Another expensive solution is the drilling of an additional borehole. Beyond the main field, the practice nets also need some love and care.
“The nets used to be municipal water, when the water restrictions came in back in 2016 we received an exemption from the City of Cape Town to water at specific times and a specific duration. We struggled a lot,” says Flint.
Photo: The maintenance of the practice facilities at Newlands cricket ground has required some innovative thinking during the drought. Photo: Shaun Swingler.
Photo: One water tank provides enough water for one block in the nets for two days. Photo: Shaun Swingler.
Cricket South Africa (CSA) then subsidised a borehole, but that process has been a challenge in itself. The process is only halfway there. The drilling has had to go 60 metres deep before anything was found.

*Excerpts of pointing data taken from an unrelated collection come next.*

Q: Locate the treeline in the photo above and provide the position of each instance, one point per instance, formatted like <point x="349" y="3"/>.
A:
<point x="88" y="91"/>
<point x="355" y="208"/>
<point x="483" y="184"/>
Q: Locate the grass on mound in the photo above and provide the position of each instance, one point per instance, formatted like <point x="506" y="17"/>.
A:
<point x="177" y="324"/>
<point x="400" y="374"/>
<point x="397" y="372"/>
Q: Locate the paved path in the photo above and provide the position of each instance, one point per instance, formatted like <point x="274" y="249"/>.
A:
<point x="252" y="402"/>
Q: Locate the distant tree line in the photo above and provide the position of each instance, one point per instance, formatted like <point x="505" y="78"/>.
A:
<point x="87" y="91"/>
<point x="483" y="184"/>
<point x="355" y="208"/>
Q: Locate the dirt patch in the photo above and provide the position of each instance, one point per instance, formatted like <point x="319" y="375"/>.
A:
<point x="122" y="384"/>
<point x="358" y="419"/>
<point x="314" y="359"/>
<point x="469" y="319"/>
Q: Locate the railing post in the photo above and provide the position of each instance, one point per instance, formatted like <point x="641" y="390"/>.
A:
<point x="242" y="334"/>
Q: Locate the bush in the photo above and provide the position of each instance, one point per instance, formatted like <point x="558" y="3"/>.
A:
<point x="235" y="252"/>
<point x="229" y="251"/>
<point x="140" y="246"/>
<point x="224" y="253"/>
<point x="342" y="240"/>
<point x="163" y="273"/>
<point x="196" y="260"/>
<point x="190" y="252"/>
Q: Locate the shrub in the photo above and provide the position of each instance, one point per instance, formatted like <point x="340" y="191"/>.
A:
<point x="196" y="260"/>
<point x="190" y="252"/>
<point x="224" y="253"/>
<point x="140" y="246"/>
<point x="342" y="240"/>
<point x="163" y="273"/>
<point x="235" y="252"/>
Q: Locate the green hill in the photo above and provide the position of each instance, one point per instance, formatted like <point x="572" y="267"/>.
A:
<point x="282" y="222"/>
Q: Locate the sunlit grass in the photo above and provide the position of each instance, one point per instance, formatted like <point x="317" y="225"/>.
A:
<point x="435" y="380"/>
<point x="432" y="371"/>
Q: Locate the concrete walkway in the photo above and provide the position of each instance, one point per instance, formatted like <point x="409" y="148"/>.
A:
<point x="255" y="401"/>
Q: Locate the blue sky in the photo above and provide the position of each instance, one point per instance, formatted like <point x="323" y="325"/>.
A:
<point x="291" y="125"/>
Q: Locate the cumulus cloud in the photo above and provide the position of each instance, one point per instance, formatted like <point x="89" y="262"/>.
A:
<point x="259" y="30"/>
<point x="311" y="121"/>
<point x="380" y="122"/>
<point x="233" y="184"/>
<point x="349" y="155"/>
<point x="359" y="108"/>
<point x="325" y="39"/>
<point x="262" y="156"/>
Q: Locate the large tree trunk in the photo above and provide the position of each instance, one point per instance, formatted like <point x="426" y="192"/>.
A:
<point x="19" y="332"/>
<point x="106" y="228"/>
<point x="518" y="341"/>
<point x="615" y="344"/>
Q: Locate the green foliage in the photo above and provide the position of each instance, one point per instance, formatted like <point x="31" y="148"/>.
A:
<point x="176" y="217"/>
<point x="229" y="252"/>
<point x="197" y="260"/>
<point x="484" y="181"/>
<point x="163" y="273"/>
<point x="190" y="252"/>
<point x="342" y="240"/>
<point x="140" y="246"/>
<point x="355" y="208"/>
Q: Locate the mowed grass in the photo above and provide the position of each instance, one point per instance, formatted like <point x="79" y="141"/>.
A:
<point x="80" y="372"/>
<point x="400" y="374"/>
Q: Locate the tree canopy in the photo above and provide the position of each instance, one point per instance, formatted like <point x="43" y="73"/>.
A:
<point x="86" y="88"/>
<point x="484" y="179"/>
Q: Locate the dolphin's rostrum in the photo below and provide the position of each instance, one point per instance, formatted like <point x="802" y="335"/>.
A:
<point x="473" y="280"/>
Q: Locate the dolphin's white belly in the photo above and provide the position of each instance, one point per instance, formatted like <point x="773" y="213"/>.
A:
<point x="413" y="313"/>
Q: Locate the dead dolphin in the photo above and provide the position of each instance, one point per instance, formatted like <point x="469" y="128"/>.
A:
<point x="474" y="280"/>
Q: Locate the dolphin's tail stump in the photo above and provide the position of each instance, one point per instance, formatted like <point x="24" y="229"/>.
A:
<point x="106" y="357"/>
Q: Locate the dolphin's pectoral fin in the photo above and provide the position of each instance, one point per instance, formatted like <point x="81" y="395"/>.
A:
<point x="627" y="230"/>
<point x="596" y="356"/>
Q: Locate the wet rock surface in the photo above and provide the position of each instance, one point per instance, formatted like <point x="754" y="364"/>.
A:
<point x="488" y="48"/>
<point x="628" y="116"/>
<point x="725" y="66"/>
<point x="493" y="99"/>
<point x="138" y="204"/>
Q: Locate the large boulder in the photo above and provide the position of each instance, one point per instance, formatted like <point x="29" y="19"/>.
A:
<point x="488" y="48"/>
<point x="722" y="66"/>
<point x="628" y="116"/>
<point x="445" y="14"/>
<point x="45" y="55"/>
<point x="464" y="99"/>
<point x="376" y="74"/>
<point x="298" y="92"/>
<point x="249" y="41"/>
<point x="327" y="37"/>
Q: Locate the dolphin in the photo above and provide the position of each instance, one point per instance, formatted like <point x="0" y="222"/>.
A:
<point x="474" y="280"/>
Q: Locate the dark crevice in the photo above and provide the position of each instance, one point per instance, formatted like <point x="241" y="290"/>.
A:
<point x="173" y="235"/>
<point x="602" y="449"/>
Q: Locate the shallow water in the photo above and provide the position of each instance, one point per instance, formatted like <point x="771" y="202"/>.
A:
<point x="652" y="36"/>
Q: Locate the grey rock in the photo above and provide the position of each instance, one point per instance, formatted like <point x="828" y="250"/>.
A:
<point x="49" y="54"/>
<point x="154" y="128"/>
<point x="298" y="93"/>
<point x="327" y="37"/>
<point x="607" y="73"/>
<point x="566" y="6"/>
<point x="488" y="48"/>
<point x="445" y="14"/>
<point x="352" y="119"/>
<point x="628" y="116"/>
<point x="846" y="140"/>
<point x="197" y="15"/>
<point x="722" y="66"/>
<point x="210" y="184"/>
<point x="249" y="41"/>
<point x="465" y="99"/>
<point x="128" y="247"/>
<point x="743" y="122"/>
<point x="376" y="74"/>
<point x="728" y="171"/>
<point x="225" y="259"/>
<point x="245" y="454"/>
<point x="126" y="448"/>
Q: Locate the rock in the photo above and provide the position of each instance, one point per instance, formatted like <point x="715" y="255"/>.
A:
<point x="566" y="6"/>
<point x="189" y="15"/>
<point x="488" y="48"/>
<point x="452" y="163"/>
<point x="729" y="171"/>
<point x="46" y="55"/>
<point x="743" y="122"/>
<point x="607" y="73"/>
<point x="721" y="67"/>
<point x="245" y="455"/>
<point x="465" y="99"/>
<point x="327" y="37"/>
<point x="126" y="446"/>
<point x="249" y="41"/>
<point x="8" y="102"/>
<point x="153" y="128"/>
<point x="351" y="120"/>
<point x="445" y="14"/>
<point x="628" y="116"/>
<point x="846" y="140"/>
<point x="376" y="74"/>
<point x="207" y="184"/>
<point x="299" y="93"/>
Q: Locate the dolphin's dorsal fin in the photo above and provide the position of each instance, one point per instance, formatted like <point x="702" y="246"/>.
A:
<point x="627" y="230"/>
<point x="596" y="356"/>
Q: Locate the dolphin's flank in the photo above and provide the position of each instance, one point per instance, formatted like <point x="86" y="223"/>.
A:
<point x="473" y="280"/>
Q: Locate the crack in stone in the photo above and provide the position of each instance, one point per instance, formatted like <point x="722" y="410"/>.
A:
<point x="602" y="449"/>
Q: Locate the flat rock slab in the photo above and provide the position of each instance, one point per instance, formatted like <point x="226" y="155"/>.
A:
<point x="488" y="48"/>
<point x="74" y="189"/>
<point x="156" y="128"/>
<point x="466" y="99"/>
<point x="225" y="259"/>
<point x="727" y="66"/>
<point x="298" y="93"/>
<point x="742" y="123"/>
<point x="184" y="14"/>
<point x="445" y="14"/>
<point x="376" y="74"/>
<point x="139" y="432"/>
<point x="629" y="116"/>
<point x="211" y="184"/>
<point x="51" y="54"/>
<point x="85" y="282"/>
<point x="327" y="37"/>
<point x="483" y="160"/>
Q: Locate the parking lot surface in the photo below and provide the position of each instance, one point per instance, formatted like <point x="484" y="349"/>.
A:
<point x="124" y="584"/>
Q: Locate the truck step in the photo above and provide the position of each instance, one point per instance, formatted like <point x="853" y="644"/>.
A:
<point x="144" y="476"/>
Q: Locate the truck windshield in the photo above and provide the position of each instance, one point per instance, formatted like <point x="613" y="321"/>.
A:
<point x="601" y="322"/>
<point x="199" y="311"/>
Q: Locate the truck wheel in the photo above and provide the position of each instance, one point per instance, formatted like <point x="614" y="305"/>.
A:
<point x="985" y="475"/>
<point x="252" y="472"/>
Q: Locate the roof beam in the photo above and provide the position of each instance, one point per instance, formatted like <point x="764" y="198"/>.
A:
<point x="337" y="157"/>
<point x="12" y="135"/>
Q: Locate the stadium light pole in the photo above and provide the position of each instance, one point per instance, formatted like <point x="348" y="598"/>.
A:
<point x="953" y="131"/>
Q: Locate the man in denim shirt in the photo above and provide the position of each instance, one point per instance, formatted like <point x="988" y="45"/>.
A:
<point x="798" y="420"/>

The operation cost a pretty penny – R1,000 per metre.
The drillers also had to use water instead of the usual air because of the high clay content. But since there are restrictions in place, they couldn’t just drill willy-nilly. To remedy this, they ran a hosepipe from the main borehole to a pit for drilling.
Photo: The pit which was dug to facilitate the drilling of a second borehole at Newlands cricket ground. Photo: Shaun Swingler.
The process should be complete soon, but the ground staff have made use of a rainwater tank to water one of the run-ups in the nets every two days during winter in order to maintain the nets. Flint also says that the whole crisis has helped him realise that maintenance doesn’t actually need as much water as he thought previously.
But while Flint is happy to discuss his proactive steps, the rest of the staff at Newlands are more cagey in their responses. The Cobras’ marketing manager David Brooke told Daily Maverick that despite the season having already started, there is currently no plan in place about how the team can raise awareness around the crisis – although it is being considered.
Clifford Dodgen, Team and Operations Manager of the Western Province Cricket Association, did not respond to several requests for comment about whether anything has been done to help the stadium become more water-efficient. We eventually managed to speak to CEO Nabeal Dien who said that all the toilets in the stadium had been replaced to be more efficient, but he could not put a number on how much more efficient.
Dien emphasised that the biggest incentive has been around reminding staff around how serious the crisis is and that Newlands will sit down with the City to find a way to manage the international games.
With 20,000 fans a day likely to descend on Newlands during its prime-time summer fixtures, this poses a huge challenge.
But while places like Newlands have systems in place to help see them through the crisis, clubs aren’t so lucky. Clubs do not have the resources to maintain facilities so well during winter, never mind doing so in the heat of summer.
Some clubs have had their fixtures drastically reduced. While that might be a bit of a bummer for players looking forward to some weekend fun, it has a direct impact on people’s economic situations, too. All the caterers who offer their services to clubs will lose a huge chunk of their seasonal income. And it is in these small ways that the knock-on effects of the drought will be the most devastating, long before the city runs out of water. DM
Photo: The Newlands Cricket Ground has put elaborate water systems in place to help see it through the crisis. Other clubs with fewer resources have had their fixtures drastically reduced. Photo: Shaun Swingler.